Machines and Mappers - How AI and tooling can assist with OSM Data Integrity.
Saturday, 1:45 PM – 20 min
Last year we shared how Facebook has been using machine learning algorithms to help human mappers edit and validate geometry faster. This year our focus is on sharing more about our efforts on data integrity. OSM is a vast dataset full of uneven quality data and we have been working on creating ways to improve that quality at every stage of the process. With billions of tiles, it is impossible to manually check the map each time we update so we have had to find some automated ways to help the process.

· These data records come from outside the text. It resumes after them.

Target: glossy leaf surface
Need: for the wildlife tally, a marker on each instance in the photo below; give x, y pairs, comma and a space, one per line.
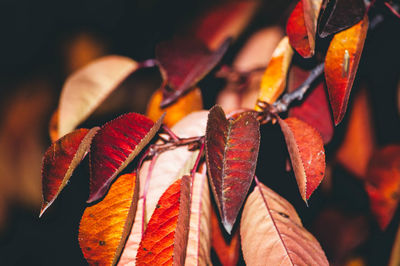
166, 236
183, 63
341, 65
104, 227
115, 145
272, 233
169, 166
232, 149
273, 81
188, 103
60, 161
383, 183
314, 109
199, 239
307, 154
338, 15
87, 88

The first step was building more helpful validation checks at the mapping level to elevate the quality of incoming data and have a better user experience. Next, we used tools such as OSMCHA, Osmose, Keepright, and Overpass querying to validate the data already on the map and clean up where necessary. Facebook users provide the next source of data integrity by submitting reports to us when there is an issue with the map. With over millions of people viewing the map, we get feedback from all corners of the world. We have found numerous data fix issues through these reports and have contributed our data fixes back to live OSM when relevant. Mobius then allows us to intelligently evaluate clusters of data changes so that we can be sure that our snapshot of OSM retains a high degree of data fidelity. Lastly, when we render the data we draw upon blacklists/whitelists to automatically find vandalized names we may have missed previously in our processes.